State v. Wesley
Case #: A144180
Brewer, J. for the Court; Armstrong, P.J.; and Sercombe, J.
Full Text Opinion: http://www.publications.ojd.state.or.us/docs/A144180.pdf
Criminal Law: The doctrine of transferred intent exists for murder in Oregon despite it not having been codified in the Oregon Revised Statutes. Also, when determining the reliability of an eyewitness identification, it is proper for the Court to apply the test put forth by the Supreme Court in Lawson/James and analyze system and estimator variables.
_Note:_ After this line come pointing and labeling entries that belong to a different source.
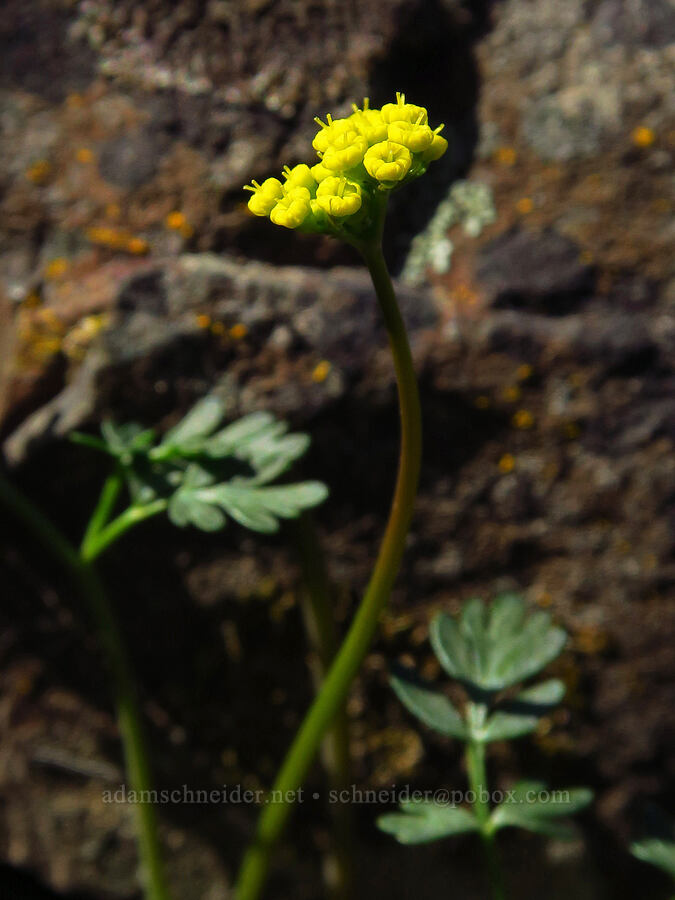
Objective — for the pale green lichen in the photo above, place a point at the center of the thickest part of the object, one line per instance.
(469, 204)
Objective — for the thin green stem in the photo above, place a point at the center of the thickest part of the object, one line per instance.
(317, 608)
(477, 775)
(104, 507)
(81, 570)
(101, 540)
(318, 720)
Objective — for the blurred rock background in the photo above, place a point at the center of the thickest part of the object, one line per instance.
(133, 279)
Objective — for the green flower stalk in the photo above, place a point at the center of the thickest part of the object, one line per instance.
(362, 158)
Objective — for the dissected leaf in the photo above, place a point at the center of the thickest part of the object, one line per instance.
(422, 822)
(126, 439)
(430, 706)
(531, 805)
(186, 509)
(256, 507)
(657, 851)
(491, 648)
(527, 651)
(197, 425)
(520, 716)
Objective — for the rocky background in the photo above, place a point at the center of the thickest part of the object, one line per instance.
(133, 280)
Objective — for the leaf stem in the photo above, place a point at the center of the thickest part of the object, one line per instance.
(317, 609)
(83, 573)
(253, 872)
(104, 507)
(478, 783)
(102, 539)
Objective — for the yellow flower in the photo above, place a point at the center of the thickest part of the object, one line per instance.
(403, 112)
(319, 172)
(388, 161)
(345, 152)
(338, 196)
(292, 209)
(414, 136)
(265, 196)
(369, 123)
(436, 149)
(329, 131)
(299, 176)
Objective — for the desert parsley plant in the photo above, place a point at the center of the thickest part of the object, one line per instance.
(361, 159)
(199, 473)
(490, 651)
(658, 849)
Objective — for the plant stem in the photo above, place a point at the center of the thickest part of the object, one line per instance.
(253, 873)
(317, 610)
(81, 569)
(477, 774)
(104, 507)
(101, 539)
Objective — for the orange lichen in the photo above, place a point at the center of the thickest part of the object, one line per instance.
(507, 463)
(39, 171)
(176, 221)
(321, 371)
(117, 240)
(75, 343)
(137, 246)
(642, 136)
(512, 393)
(74, 101)
(238, 331)
(56, 268)
(523, 419)
(506, 156)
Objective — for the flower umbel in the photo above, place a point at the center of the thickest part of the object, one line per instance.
(362, 157)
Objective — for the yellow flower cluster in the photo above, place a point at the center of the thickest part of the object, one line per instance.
(370, 152)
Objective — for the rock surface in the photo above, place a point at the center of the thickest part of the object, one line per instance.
(547, 362)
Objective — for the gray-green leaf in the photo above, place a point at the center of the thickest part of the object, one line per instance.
(532, 806)
(520, 716)
(430, 706)
(658, 852)
(493, 647)
(422, 822)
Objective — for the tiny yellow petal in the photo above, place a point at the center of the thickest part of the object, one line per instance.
(643, 136)
(321, 371)
(523, 419)
(388, 161)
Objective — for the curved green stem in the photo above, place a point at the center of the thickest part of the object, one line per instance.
(81, 569)
(102, 539)
(317, 609)
(477, 774)
(104, 506)
(303, 750)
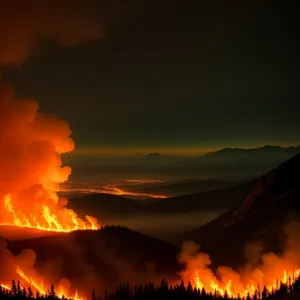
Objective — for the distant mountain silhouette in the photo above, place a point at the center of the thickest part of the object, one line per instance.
(105, 205)
(183, 187)
(273, 200)
(109, 256)
(215, 200)
(237, 156)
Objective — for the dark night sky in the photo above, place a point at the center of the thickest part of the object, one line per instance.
(175, 75)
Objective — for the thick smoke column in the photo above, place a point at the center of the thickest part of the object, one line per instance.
(31, 167)
(23, 24)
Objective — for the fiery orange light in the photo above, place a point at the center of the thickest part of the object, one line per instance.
(48, 221)
(237, 288)
(41, 289)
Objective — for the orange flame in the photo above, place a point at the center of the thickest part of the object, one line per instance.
(40, 286)
(48, 221)
(235, 289)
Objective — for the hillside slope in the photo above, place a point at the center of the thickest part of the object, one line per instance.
(109, 256)
(272, 203)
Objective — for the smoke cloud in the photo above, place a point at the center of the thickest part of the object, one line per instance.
(23, 24)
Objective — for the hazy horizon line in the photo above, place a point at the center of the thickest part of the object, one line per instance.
(189, 152)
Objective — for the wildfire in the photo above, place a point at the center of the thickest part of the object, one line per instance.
(235, 288)
(40, 287)
(47, 220)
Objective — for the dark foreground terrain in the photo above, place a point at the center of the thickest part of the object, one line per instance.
(263, 216)
(106, 257)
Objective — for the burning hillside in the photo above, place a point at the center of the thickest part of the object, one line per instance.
(31, 170)
(31, 167)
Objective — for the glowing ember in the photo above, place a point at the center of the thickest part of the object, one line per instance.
(234, 288)
(31, 167)
(41, 289)
(267, 277)
(49, 221)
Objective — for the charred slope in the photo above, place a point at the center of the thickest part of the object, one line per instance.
(109, 256)
(272, 202)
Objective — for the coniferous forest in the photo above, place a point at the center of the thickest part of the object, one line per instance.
(150, 292)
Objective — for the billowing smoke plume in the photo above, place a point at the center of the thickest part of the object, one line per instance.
(30, 148)
(23, 24)
(263, 269)
(31, 142)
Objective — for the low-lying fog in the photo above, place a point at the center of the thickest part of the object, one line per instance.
(165, 226)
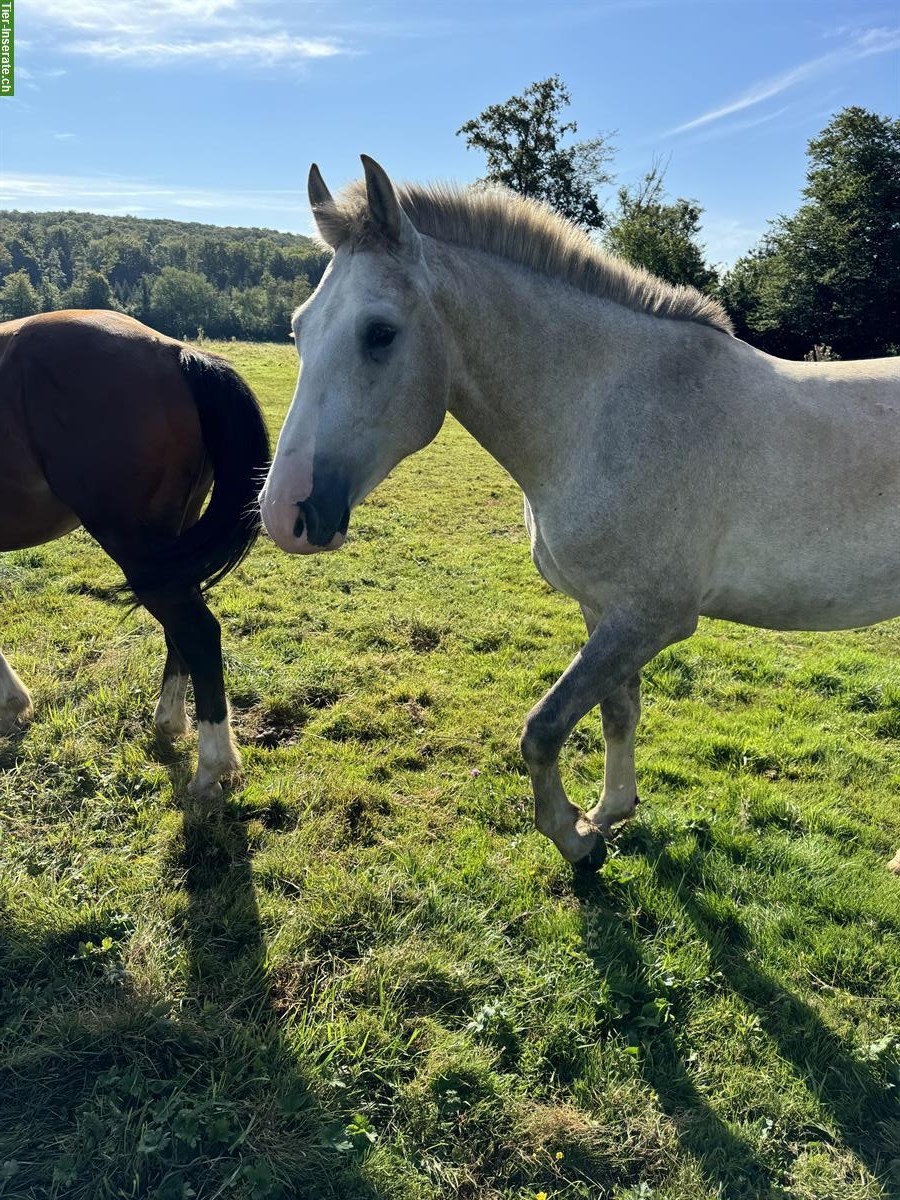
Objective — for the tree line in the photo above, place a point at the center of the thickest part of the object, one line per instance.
(181, 277)
(823, 281)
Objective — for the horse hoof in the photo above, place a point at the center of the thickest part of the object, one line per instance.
(594, 861)
(208, 791)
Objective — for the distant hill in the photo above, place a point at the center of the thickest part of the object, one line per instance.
(183, 277)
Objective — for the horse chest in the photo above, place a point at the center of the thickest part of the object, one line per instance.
(549, 556)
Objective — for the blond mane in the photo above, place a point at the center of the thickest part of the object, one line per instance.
(527, 233)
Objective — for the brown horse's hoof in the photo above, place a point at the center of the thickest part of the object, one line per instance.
(594, 861)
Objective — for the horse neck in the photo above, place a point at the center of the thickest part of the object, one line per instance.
(532, 354)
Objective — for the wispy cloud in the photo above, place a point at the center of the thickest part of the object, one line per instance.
(135, 195)
(168, 33)
(263, 51)
(863, 46)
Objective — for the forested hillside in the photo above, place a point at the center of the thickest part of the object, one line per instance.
(180, 277)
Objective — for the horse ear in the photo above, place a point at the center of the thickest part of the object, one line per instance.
(322, 203)
(384, 207)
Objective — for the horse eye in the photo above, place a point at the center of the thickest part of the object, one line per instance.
(379, 337)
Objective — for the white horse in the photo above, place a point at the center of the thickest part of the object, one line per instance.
(670, 471)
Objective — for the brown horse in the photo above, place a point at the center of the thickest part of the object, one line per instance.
(109, 425)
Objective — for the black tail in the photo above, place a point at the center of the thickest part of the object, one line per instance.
(238, 444)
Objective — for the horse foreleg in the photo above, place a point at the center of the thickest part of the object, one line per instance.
(621, 713)
(196, 636)
(604, 671)
(171, 717)
(15, 701)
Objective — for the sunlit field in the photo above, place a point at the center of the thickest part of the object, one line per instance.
(367, 976)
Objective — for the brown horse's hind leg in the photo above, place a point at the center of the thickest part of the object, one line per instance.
(171, 717)
(193, 633)
(15, 700)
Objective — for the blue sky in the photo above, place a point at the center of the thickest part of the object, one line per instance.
(213, 109)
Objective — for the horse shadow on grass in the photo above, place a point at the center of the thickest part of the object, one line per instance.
(858, 1103)
(294, 1143)
(107, 1087)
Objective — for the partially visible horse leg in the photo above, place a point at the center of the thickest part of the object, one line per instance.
(611, 659)
(621, 712)
(15, 700)
(171, 717)
(195, 634)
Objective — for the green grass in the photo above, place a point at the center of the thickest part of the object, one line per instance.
(367, 977)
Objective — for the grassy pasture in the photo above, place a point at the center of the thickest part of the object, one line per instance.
(367, 977)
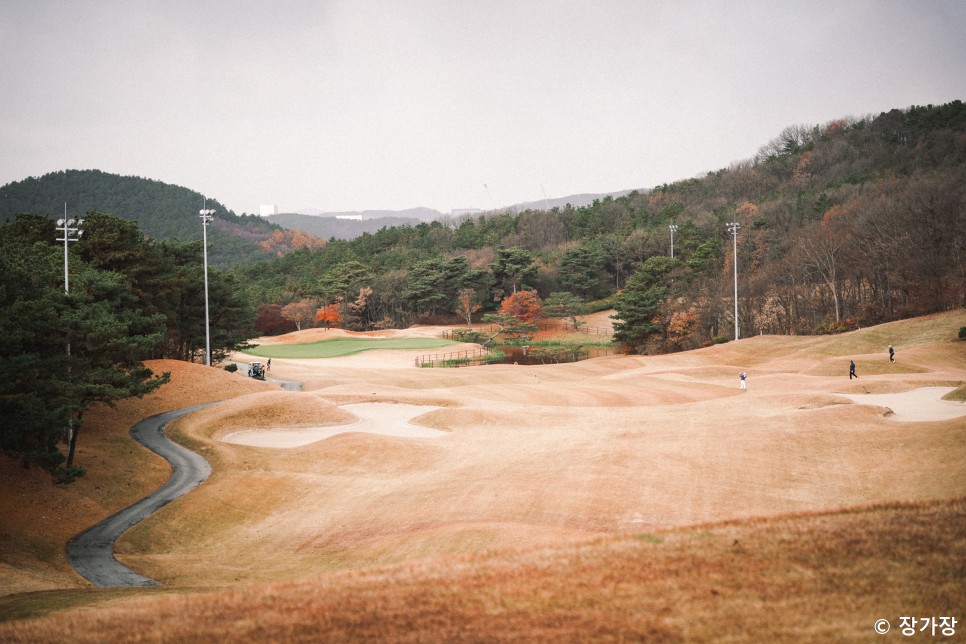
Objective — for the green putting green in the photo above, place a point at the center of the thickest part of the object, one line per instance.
(343, 347)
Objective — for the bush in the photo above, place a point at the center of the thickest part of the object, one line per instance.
(66, 475)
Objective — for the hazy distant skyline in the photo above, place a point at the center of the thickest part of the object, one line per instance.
(356, 105)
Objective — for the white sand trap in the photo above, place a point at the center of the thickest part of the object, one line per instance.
(388, 419)
(918, 405)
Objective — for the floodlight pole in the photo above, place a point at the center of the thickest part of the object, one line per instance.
(71, 231)
(206, 217)
(733, 229)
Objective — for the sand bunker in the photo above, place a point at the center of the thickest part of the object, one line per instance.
(387, 419)
(918, 405)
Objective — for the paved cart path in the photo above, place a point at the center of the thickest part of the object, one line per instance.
(92, 551)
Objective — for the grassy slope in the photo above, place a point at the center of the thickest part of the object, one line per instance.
(823, 577)
(819, 576)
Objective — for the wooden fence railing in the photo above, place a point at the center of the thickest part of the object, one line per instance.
(557, 325)
(470, 357)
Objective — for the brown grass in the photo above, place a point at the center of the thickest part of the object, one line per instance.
(521, 523)
(824, 577)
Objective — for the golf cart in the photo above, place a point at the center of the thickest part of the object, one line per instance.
(256, 370)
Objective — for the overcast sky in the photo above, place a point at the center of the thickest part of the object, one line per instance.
(382, 104)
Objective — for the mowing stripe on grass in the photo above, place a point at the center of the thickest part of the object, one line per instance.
(343, 347)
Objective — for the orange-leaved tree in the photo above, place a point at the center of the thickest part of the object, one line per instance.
(329, 315)
(523, 305)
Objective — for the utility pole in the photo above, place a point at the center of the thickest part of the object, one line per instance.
(733, 229)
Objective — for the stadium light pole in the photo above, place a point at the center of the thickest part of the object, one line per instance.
(733, 229)
(206, 217)
(70, 230)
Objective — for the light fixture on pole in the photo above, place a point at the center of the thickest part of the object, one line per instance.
(70, 230)
(733, 229)
(206, 217)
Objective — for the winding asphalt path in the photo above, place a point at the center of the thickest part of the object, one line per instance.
(92, 551)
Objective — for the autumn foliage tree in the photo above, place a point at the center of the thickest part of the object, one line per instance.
(285, 241)
(329, 316)
(523, 305)
(301, 313)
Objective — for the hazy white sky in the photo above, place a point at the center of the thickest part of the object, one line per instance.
(373, 104)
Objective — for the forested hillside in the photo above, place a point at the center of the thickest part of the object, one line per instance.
(161, 210)
(842, 224)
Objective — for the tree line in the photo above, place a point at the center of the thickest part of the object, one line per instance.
(853, 222)
(72, 341)
(856, 221)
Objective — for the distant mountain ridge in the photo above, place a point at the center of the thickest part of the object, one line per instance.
(161, 210)
(429, 214)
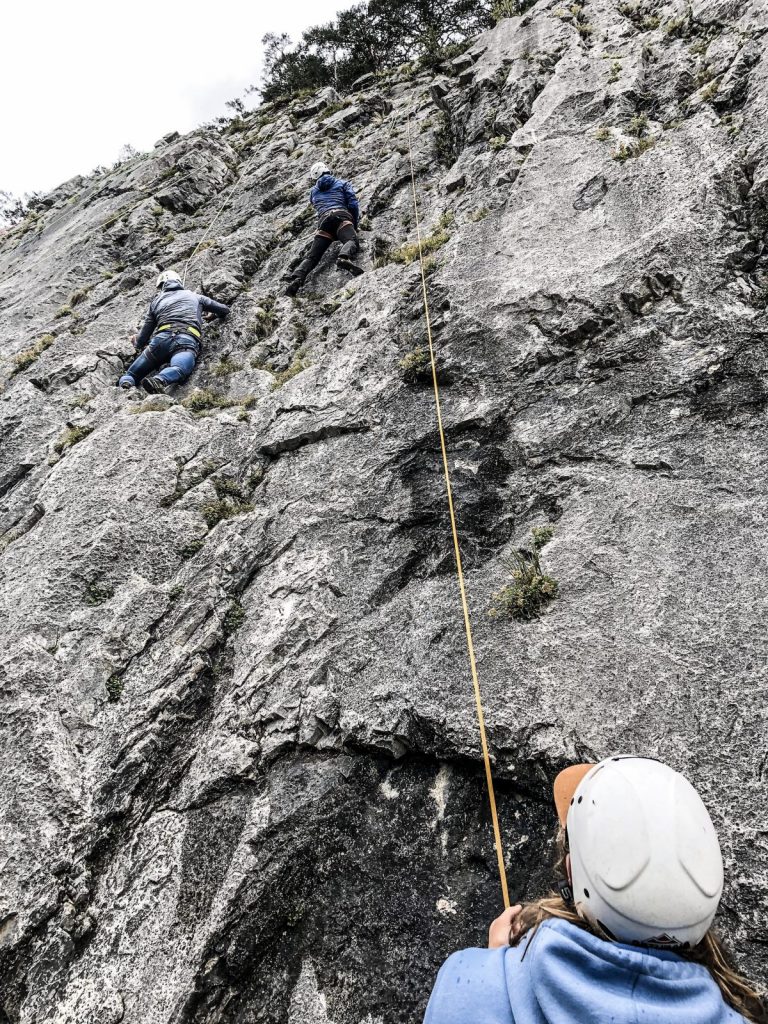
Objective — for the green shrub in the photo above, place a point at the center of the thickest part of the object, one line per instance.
(115, 686)
(71, 437)
(531, 589)
(226, 367)
(638, 126)
(24, 359)
(265, 321)
(190, 549)
(625, 153)
(284, 376)
(78, 296)
(300, 332)
(215, 512)
(410, 251)
(205, 399)
(95, 594)
(233, 619)
(225, 486)
(416, 366)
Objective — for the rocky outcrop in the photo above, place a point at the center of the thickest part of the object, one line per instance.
(241, 773)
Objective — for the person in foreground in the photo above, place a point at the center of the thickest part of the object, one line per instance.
(627, 939)
(172, 333)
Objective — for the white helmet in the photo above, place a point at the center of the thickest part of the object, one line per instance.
(644, 856)
(167, 275)
(318, 169)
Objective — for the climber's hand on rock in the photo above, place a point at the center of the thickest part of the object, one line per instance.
(504, 928)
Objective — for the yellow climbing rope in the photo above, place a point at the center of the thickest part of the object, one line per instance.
(457, 550)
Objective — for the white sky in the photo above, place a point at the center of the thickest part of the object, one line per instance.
(80, 79)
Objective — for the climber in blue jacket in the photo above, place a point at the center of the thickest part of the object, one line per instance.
(338, 216)
(627, 938)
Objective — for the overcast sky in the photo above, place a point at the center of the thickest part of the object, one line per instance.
(80, 79)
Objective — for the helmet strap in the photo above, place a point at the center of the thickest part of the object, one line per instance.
(566, 893)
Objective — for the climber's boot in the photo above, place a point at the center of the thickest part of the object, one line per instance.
(345, 259)
(299, 276)
(155, 385)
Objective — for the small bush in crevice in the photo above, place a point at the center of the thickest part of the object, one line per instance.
(78, 296)
(190, 549)
(204, 399)
(531, 589)
(215, 512)
(410, 250)
(265, 321)
(115, 687)
(225, 367)
(24, 359)
(71, 437)
(225, 486)
(416, 367)
(95, 594)
(233, 619)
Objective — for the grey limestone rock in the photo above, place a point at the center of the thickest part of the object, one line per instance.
(240, 773)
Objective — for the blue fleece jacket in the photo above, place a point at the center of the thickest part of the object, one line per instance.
(561, 974)
(333, 194)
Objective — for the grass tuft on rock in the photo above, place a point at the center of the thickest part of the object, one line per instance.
(216, 512)
(233, 619)
(71, 437)
(410, 251)
(190, 549)
(284, 376)
(416, 366)
(25, 358)
(115, 687)
(531, 589)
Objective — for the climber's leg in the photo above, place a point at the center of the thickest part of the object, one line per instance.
(152, 357)
(321, 243)
(182, 364)
(349, 249)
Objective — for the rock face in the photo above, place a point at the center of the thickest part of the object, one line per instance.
(241, 770)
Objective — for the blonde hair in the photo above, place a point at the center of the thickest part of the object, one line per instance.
(710, 952)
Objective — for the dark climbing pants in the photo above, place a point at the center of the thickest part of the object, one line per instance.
(177, 352)
(336, 226)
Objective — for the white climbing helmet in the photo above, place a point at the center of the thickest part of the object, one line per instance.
(644, 855)
(167, 275)
(318, 169)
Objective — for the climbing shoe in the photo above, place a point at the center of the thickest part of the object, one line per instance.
(350, 265)
(155, 385)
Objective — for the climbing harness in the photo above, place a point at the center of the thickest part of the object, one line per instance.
(235, 187)
(455, 532)
(179, 329)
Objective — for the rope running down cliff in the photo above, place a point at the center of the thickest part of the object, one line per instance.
(238, 183)
(457, 550)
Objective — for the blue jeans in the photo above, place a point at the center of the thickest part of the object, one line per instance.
(178, 353)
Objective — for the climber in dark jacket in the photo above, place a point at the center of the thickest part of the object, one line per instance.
(338, 214)
(172, 333)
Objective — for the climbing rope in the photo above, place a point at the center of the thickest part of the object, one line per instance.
(219, 211)
(457, 550)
Defendant appealed a conviction of first degree murder and other crimes. Defendant argued the doctrine of transferred intent does not exist in Oregon because it has not been codified. He also argued that an eyewitness identification which was key in his conviction was the result of suggestive police procedures and therefore, was unreliable. The legislature chose to keep the felony murder rule during the 1971 revisions, although it limited its scope. If killing a person in the course of a “less serious” crime was first degree murder, then killing a person in the course of killing or attempting to kill another person must also constitute first degree murder. The Court held the doctrine of transferred intent does exist in Oregon because to hold otherwise would enact a problem of proportionality. The reliability of the eyewitness identification was analyzed using two types of variables. System variables concern the manner in which the identification is made. Estimator variables concern the state of the eyewitness at the time he or she made the identification. The specific factors to be taken into account when evaluating these variables were laid out in the Lawson/James case. The Court held the eyewitness identification was unreliable because the system variables weighed in favor of unreliability. In this case, the witness had only been shown one picture when asked to make the identification. A144180, reversed and remanded; A144179 affirmed.